Phase 3: Patch the remaining nodes and have them join the cluster one by one. - No downtime
The first node was taken out of the cluster successfully. There was a UI timeout after 5 minutes, but logging back on afterwards had no problem and it looked like the node was ready for patching, which is what the PAM admin proceeded with.
However, when trying to make the next node leave the cluster, the following error was observed:
PAM-CMN-5201: Failed to leave the cluster. PAM-CMN-5200: The cluster configuration is being updated on xxx right now, please try again later.
PAM cluster with many nodes and a large database.
The Leave Cluster action may take more than 10 minutes on each node, if the database is large. In that case almost all the time is spent on creating a database backup.

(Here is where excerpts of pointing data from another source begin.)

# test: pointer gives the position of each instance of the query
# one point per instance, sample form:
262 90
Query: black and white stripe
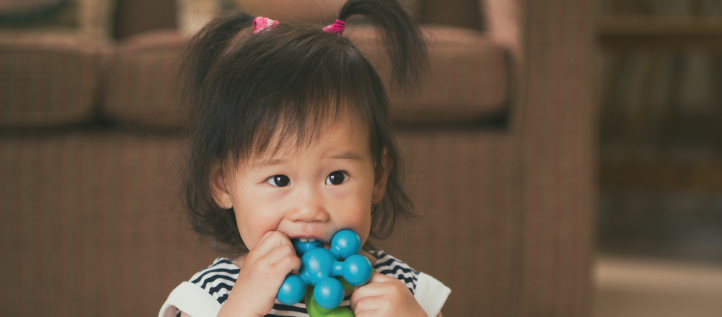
219 278
393 267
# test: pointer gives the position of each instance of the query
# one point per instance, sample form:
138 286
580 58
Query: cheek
253 223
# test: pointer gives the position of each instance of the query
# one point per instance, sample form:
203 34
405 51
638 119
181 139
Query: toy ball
321 267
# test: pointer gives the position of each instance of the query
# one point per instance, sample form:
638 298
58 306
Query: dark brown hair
244 88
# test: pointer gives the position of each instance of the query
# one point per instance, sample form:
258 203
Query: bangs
286 87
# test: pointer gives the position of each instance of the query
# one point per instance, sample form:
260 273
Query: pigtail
197 61
404 41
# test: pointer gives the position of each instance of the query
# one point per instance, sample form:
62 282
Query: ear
219 188
381 176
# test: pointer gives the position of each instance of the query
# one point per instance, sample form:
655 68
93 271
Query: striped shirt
219 278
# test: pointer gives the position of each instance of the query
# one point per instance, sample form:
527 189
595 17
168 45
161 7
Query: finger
380 278
366 305
371 289
271 240
276 254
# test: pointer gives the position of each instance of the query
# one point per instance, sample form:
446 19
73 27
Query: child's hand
262 274
385 296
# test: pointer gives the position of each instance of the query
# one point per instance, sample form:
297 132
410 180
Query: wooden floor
628 287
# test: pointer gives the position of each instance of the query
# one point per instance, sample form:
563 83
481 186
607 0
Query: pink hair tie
336 27
261 23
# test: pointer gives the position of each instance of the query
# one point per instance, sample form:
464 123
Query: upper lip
308 236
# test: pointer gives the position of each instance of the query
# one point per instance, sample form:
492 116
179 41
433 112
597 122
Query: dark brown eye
279 180
336 178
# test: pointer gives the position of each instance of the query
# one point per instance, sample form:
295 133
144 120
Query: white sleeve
192 300
431 294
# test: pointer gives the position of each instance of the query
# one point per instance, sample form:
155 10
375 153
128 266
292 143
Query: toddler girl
291 139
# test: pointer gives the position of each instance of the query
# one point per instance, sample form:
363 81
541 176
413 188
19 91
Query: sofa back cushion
47 79
468 79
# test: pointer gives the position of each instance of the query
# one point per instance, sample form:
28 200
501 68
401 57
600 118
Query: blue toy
319 267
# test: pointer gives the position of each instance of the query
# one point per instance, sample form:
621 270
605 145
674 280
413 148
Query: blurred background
567 154
659 221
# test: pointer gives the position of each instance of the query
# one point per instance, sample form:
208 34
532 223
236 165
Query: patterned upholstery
89 225
463 185
468 79
47 79
141 77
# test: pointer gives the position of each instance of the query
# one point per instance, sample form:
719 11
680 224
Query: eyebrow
268 162
350 155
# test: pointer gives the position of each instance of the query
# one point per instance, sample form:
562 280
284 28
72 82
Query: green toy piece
314 310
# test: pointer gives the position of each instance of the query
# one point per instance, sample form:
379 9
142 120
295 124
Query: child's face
310 192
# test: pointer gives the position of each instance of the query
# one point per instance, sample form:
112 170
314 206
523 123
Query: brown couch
500 136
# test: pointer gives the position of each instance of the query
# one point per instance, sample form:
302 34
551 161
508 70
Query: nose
308 206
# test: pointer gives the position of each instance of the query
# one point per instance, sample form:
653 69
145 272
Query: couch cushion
90 227
468 78
463 183
46 79
141 79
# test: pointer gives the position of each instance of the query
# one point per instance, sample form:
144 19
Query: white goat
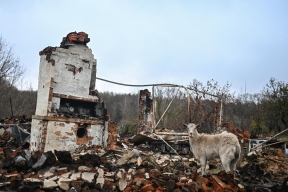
206 147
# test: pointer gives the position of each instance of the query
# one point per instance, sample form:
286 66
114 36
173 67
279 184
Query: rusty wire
158 84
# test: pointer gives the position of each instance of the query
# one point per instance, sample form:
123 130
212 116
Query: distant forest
262 112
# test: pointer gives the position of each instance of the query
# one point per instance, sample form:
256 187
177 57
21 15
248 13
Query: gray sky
142 42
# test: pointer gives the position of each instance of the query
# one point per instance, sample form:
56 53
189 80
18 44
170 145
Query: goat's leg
203 162
225 160
233 163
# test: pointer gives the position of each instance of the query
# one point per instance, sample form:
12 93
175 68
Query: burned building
69 112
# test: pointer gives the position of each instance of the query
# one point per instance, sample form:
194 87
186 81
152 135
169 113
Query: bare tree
10 68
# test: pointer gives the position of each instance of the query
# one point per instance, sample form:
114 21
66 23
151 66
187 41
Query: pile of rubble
125 167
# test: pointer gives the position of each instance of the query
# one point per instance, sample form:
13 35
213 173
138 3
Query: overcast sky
143 42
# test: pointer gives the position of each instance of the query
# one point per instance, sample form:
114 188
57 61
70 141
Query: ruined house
69 112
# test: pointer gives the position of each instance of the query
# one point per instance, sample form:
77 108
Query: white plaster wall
65 81
46 71
62 136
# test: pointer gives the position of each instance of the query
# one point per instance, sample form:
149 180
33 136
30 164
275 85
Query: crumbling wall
69 112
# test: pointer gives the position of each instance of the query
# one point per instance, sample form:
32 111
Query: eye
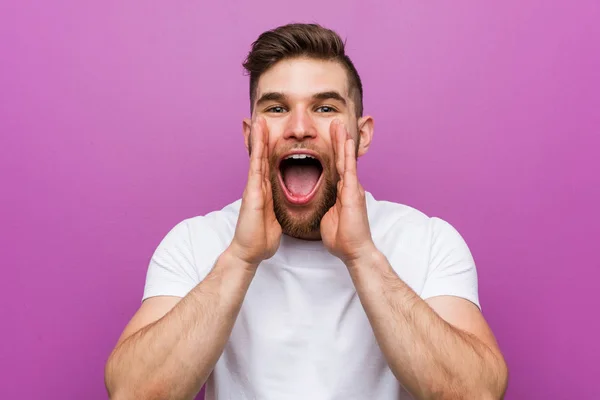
325 109
276 109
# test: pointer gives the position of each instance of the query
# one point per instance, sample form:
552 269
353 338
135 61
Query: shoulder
203 237
406 227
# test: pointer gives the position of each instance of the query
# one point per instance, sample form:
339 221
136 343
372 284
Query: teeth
299 156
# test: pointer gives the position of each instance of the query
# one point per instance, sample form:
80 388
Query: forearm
173 357
431 358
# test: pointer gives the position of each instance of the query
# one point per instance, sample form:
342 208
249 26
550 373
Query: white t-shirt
302 332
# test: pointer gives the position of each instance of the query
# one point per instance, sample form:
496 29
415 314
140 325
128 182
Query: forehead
302 77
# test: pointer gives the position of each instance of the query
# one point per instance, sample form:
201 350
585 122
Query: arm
171 346
432 357
442 349
172 356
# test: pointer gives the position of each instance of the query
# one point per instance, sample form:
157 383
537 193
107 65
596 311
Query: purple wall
117 120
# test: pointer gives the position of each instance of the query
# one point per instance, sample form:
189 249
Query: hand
258 233
345 227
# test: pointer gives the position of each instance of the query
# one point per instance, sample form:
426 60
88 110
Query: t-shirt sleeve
452 270
172 269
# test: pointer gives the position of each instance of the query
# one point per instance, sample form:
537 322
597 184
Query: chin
303 221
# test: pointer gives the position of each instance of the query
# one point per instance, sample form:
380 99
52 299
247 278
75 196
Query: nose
300 126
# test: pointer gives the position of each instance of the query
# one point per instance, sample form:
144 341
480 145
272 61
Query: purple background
119 119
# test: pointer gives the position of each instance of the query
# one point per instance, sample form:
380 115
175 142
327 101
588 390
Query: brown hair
301 40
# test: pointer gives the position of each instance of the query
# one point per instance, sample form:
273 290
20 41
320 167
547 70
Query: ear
365 131
246 128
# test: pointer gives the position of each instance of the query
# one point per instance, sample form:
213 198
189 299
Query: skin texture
441 348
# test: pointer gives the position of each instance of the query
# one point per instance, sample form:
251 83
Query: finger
340 138
350 177
256 158
265 154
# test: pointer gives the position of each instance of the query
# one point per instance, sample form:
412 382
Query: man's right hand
258 233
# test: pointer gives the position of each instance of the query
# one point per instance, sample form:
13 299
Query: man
308 287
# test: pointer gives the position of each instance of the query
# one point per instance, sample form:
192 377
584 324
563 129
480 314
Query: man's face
299 98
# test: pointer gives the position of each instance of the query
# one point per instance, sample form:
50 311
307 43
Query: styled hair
301 40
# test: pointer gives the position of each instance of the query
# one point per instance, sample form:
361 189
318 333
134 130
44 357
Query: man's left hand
345 227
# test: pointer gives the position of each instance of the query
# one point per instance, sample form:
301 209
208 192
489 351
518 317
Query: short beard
309 226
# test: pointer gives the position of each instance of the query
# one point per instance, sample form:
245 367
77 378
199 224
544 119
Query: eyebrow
279 96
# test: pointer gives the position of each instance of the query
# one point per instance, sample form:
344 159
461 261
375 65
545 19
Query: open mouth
300 176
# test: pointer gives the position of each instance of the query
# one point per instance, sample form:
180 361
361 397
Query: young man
308 287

The PAM UI does not wait that long. It gives a timeout error after 5 minutes. A PAM admin may or may not wait a few more minutes, then log back on. The PAM UI looks normal. The admin may conclude that the Leave Cluster action is finished and proceeds with patching, which requires a reboot. This kills the ongoing Leave Cluster workflow and the remaining cluster nodes retain a "member_is_being_updated" marker file that prevents the next node from leaving the cluster, running into "PAM-CMN-5201: Failed to leave the cluster. PAM-CMN-5200: The cluster configuration is being updated on xxx right now, please try again later." errors.
You can avoid the problem by checking the Configuration > Clustering pages after logging back on. If you still see the node being a cluster member, the Leave Cluster action is not complete yet. Eventually the UI will become unavailable again for a short time while the tomcat service restarts, and after that you should find that the cluster details are gone on this node.
Note that the primary site nodes will remove this node from their cluster status page earlier in the process. Seeing the node missing from the list there does NOT guarantee that the Leave Cluster action is complete.
If you have the problem already and need to get over it quickly, contact PAM Support. The offending marker files are expected to be cleaned up automatically within 24 hours, but PAM Support could do it manually using SSH Debug access to the remaining nodes in the cluster.
As of September 2024 this problem potentially could occur on any current PAM release, including 4.1.8 and 4.2. PAM Engineering is looking into changing the Leave Cluster action so that the UI will not time out until it is complete.